Breast cancer is a devastating diagnosis for any women; however, with advances in treatment, the number of long-term survivors is on the increase. These women have gone through a depressing period ranging from the initial diagnosis to the subsequent treatment, which often includes, surgery, chemotherapy, and radiation therapy. A new study has found that over time these survivors return to a quality of life comparable to women who have not suffered the devastation of breast cancer. The results of the study, which was published by researchers at the University of Toronto (Ontario, Canada) online on August 26 in the Journal of Clinical Oncology.
The researchers note that there is considerable interest in the quality of life of long-term breast cancer survivors. Therefore, they conducted a study that evaluated changes in quality of life from the time of breast cancer diagnosis to long-term survivorship. They compared the quality of life in these women to that of age-matched women with no history of breast cancer.

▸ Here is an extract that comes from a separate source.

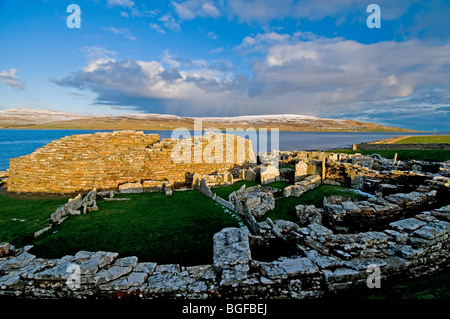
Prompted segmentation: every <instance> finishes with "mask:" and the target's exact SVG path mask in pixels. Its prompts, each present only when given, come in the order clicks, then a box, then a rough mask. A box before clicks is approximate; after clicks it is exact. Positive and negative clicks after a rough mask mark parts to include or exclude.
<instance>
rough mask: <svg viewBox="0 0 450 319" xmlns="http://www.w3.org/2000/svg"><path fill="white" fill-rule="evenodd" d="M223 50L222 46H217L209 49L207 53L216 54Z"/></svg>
mask: <svg viewBox="0 0 450 319" xmlns="http://www.w3.org/2000/svg"><path fill="white" fill-rule="evenodd" d="M221 52H223V47H220V48H217V49H213V50H211V51H209V52H208V53H209V54H217V53H221Z"/></svg>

The study group initially comprised 535 women with localized breast cancer (cancer that had not metastasized) who were recruited from 1989 to 1996 and followed from enrollment to the 2005 to 2007 present. The women completed questionnaires at diagnosis and one year post-diagnosis. Between 2005 and 2007, the women who were alive and without distant recurrence were recontacted to participate in a long-term follow-up study. A control group was recruited from women presenting for screening mammograms, and both groups completed quality of life questionnaires. The longitudinal change (change over time) in breast cancer survivors and differences between breast cancer survivors and controls were assessed in eight broad categories with clinically significant differences set at 5% and 10% of the breadth of each quality of life scale.

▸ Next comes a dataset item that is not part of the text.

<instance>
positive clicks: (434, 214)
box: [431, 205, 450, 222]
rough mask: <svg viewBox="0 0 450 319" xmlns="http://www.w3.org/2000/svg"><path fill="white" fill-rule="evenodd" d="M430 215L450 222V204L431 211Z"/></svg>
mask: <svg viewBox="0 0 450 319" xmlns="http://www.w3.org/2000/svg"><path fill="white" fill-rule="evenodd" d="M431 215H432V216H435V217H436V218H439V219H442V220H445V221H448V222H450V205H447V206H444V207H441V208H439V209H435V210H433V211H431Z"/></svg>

A total of 285 women with breast cancer were included in the study, on average 12.5 years post-diagnosis. Longitudinally, clinically significant improvements were observed in overall quality of life by one year post-diagnosis with further improvements during long-term follow-up. Some clinically significant improvements over time were seen in all categories. A total of 167 controls were recruited. Compared to women in the control group, deficits were observed in self-reported cognitive functioning (5.3% difference) and financial impact (6.3% difference) in breast cancer survivors at long-term follow-up.
The authors concluded that long-term breast cancer survivors show improvement in many quality of life areas over time, and they appear to have similar quality of life in most respects to age-matched non-cancer controls, although small deficits in cognition and finances were identified.
Take home message:
This study should boost the spirits of women who have recently been diagnosed with breast cancer. Women are survivors!